Mission, Ökumene, Entwicklungshilfe

Errichtet

2014

Zweck

Förderung der weltweiten christlichen Mission und christliche
Jugendsozialarbeit

Vermögen

342.000 Euro

Form

Selbstständige kirchliche Stiftung bürgerlichen Rechts

 
 

Geschichte

Herta Keinath wurde 1925 Paoking in China geboren. Ihre Eltern lebten und wirkten dort im Auftrag der Liebenzeller Mission. 1928 kehrte die Familie nach Deutschland zurück und ließ sich in Heidenheim nieder. Herta Keinath verbrachte dort ihre Jugend, machte eine hauswirtschaftliche  Ausbildung, später auch eine Ausbildung zur Gemeindehelferin.
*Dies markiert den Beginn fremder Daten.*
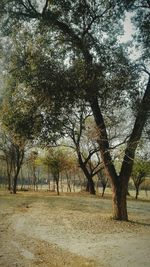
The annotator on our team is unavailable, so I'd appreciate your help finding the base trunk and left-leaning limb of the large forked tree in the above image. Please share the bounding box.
[90,98,128,221]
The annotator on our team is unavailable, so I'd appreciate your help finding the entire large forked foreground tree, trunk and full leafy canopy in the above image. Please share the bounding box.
[0,0,150,220]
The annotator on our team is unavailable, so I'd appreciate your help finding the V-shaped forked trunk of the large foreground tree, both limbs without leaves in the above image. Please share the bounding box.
[89,74,150,221]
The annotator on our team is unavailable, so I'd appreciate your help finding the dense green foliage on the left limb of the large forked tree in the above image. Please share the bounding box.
[0,1,140,118]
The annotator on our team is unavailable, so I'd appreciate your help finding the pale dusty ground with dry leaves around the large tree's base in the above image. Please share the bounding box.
[0,192,150,267]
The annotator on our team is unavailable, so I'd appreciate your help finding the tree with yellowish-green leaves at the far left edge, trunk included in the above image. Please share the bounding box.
[0,89,30,194]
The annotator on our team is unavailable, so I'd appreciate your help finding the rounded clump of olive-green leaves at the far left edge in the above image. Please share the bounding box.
[1,91,42,139]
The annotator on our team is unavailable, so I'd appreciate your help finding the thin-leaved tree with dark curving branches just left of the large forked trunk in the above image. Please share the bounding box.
[64,103,101,195]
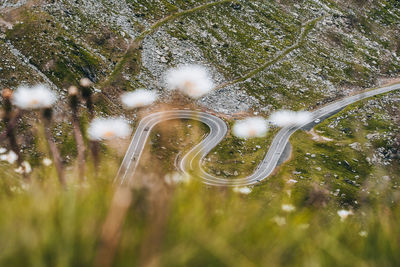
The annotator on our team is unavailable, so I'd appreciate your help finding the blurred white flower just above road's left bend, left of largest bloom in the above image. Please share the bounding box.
[121,89,157,109]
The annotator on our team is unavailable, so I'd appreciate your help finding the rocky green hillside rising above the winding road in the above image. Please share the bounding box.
[0,0,400,114]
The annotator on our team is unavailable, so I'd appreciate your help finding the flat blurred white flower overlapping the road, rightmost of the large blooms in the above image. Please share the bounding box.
[269,110,312,127]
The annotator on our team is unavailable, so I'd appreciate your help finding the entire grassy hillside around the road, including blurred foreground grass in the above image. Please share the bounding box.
[0,0,400,267]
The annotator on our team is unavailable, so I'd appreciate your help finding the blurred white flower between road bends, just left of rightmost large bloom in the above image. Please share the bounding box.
[232,117,268,138]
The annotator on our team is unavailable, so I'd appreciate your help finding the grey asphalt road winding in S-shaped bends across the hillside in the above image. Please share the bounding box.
[116,84,400,186]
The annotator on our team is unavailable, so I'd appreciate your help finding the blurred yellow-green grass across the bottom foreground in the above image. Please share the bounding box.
[0,148,400,266]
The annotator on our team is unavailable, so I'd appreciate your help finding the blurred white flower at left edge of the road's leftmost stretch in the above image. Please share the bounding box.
[88,118,131,140]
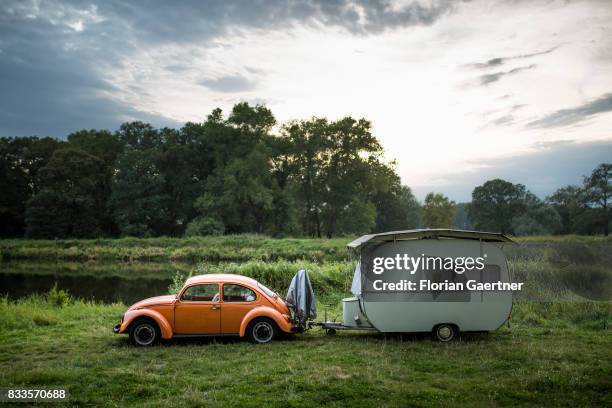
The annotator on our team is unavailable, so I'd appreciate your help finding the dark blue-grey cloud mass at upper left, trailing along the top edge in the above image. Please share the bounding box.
[0,0,455,137]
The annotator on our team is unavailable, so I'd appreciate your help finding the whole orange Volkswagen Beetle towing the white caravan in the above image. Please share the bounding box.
[113,274,297,346]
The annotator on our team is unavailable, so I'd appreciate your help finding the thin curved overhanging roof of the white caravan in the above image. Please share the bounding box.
[347,228,514,251]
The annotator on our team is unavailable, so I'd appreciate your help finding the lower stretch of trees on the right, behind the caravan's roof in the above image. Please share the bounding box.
[414,163,612,236]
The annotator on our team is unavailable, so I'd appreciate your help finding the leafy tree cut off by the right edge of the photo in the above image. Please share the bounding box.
[584,163,612,236]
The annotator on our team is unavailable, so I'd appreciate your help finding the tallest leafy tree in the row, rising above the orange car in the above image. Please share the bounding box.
[189,102,284,234]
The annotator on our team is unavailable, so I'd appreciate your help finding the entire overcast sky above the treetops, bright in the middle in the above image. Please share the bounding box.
[0,0,612,201]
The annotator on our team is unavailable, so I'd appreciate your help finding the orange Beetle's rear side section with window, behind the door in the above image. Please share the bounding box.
[221,283,260,334]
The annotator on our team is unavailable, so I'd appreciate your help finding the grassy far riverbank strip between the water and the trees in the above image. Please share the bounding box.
[0,234,612,263]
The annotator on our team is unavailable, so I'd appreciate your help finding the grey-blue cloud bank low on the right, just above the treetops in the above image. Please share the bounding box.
[413,140,612,202]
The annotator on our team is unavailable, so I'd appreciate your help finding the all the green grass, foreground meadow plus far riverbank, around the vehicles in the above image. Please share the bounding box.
[0,236,612,407]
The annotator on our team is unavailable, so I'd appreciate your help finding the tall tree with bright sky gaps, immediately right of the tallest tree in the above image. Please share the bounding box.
[282,117,382,237]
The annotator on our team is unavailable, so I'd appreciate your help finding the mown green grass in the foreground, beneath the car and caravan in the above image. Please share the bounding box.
[0,298,612,407]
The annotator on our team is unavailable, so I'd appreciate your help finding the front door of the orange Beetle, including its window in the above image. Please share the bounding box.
[174,283,221,334]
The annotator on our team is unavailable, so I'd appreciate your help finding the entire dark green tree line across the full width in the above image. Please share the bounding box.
[0,102,612,238]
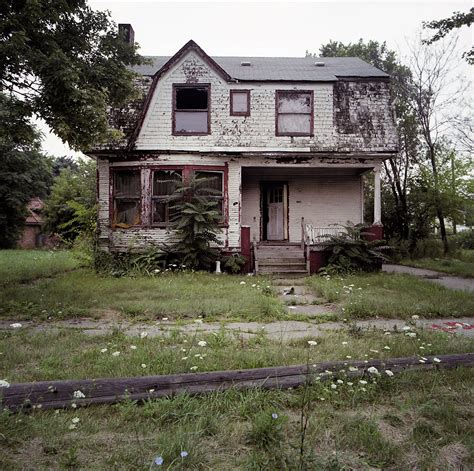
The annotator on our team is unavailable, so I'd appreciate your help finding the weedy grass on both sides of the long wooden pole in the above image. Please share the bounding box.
[0,331,474,470]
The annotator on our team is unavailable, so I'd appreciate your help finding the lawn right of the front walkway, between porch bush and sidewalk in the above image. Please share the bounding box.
[307,273,474,319]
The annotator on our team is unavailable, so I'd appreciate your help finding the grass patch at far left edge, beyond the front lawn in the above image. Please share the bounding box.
[0,250,79,286]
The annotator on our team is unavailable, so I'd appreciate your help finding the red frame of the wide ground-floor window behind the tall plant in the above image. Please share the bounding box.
[148,164,229,229]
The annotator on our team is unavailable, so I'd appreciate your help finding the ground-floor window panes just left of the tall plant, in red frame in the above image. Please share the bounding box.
[152,170,182,225]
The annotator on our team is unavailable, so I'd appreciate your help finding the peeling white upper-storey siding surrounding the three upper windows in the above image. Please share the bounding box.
[136,51,396,152]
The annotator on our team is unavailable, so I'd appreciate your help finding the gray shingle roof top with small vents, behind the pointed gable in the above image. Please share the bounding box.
[134,56,388,82]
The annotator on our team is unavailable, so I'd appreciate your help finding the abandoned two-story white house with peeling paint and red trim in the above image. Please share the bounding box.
[91,25,397,273]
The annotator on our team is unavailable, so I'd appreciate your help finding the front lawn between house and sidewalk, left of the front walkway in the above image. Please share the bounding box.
[0,269,287,320]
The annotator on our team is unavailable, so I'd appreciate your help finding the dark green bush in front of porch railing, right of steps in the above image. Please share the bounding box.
[322,222,388,274]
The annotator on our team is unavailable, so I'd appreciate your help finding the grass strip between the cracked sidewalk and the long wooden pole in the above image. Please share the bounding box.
[0,329,474,382]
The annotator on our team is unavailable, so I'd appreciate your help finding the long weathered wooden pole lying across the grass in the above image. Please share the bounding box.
[0,353,474,411]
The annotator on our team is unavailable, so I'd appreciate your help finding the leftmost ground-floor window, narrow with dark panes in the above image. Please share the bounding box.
[113,170,141,227]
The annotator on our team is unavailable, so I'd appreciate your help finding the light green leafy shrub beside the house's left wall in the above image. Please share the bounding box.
[44,160,96,242]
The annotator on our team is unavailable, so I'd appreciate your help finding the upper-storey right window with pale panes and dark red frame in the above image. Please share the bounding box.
[276,90,313,136]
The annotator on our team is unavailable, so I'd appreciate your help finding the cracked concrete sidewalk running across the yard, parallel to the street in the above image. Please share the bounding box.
[0,317,474,341]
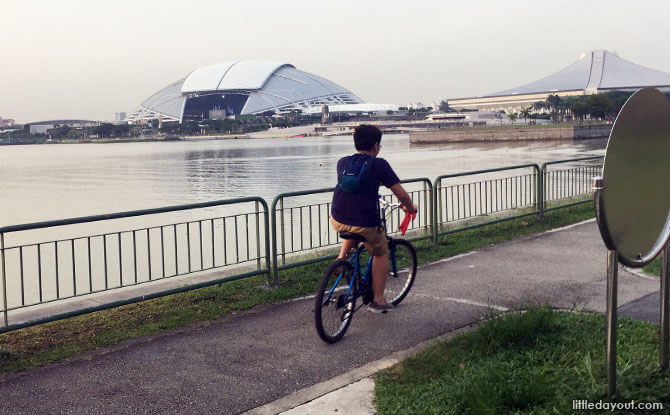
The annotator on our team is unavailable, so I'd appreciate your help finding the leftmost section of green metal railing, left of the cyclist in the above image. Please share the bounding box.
[0,197,270,332]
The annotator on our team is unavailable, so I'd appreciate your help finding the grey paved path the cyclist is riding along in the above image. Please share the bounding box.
[0,220,659,414]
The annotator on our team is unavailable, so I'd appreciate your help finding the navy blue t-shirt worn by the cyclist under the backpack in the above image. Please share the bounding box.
[331,156,400,227]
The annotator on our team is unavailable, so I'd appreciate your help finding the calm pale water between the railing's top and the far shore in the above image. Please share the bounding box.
[0,135,606,226]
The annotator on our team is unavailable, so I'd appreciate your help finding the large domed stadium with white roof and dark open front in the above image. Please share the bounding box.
[128,60,363,122]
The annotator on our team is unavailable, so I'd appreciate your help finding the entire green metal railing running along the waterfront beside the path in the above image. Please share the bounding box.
[0,157,603,333]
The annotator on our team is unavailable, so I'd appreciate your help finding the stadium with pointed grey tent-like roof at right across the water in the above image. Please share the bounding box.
[448,50,670,111]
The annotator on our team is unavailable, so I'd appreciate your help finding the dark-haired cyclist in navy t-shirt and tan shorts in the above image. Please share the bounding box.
[330,125,417,313]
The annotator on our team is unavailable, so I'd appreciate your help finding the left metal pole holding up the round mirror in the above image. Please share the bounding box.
[607,250,619,398]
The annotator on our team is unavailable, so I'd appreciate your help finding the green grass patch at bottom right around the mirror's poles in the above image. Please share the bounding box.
[375,308,670,415]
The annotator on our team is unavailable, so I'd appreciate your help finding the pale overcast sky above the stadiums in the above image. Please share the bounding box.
[0,0,670,123]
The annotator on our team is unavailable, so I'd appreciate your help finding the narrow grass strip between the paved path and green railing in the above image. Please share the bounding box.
[0,203,593,374]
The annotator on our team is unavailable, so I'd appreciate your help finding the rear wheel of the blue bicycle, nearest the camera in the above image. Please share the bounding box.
[314,259,355,343]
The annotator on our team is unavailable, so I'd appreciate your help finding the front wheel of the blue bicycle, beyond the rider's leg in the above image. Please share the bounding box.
[384,239,416,305]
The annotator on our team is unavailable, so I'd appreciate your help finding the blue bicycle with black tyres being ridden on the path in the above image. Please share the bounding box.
[314,197,417,343]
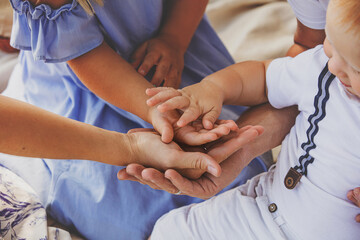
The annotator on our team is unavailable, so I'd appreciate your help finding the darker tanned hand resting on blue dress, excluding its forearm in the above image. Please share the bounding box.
[131,36,184,88]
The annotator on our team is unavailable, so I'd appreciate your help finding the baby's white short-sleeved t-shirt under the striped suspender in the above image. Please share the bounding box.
[266,45,360,239]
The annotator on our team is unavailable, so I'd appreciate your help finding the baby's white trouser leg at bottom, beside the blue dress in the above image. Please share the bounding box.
[151,171,290,240]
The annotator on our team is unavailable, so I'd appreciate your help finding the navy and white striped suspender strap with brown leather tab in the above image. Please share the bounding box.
[284,64,335,189]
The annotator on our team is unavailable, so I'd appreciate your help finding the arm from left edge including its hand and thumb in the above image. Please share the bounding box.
[0,95,221,176]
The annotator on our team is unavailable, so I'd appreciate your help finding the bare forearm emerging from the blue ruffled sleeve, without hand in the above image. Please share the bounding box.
[68,43,153,122]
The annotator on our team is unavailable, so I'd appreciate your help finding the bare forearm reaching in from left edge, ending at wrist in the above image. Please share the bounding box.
[0,96,131,165]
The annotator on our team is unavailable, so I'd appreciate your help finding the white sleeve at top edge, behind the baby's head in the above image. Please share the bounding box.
[288,0,330,29]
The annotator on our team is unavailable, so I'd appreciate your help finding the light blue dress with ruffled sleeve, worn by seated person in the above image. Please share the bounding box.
[0,0,265,240]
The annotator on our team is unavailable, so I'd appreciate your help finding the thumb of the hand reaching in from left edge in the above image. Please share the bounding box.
[176,152,221,177]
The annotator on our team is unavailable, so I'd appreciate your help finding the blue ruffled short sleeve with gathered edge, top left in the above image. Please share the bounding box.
[10,0,104,62]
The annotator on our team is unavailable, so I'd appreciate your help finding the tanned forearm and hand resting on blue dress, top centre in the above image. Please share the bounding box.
[132,0,208,88]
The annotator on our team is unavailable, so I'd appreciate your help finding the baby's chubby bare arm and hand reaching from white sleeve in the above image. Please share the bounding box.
[146,61,270,129]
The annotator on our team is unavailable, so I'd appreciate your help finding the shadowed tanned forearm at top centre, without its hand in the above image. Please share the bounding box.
[159,0,208,53]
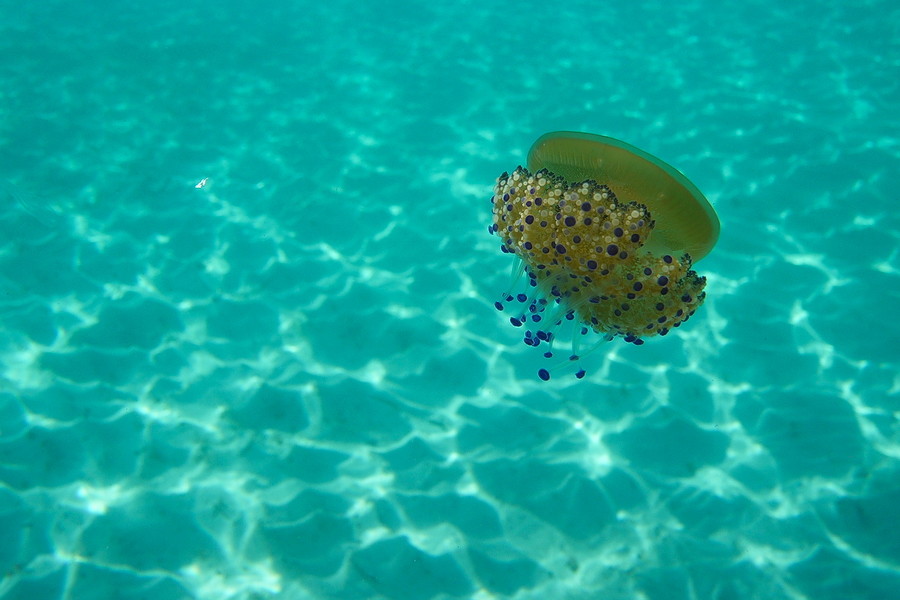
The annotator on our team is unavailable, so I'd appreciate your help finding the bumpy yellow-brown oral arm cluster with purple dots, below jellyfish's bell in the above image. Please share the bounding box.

Ab 1954 wirkte sie fünfzehn Jahre lang als Missionsschwester der Rheinischen Mission in Süd- und Südwestafrika. Anschließend arbeitete sie bis zu ihrer Pensionierung als Religionslehrerin in Heidenheim. Die letzten Lebensjahre verbrachte  Herta Keinath im Haus an der Teck in Dettingen unter Teck. Dort gründete sie die nach ihr benannte „Herta Keinath Stiftung – Stiftung für weltweite christliche Mission und christliche Jugendsozialarbeit“.

Die Stiftung fördert entsprechend tätige christliche Werke, Verbände und Vereine.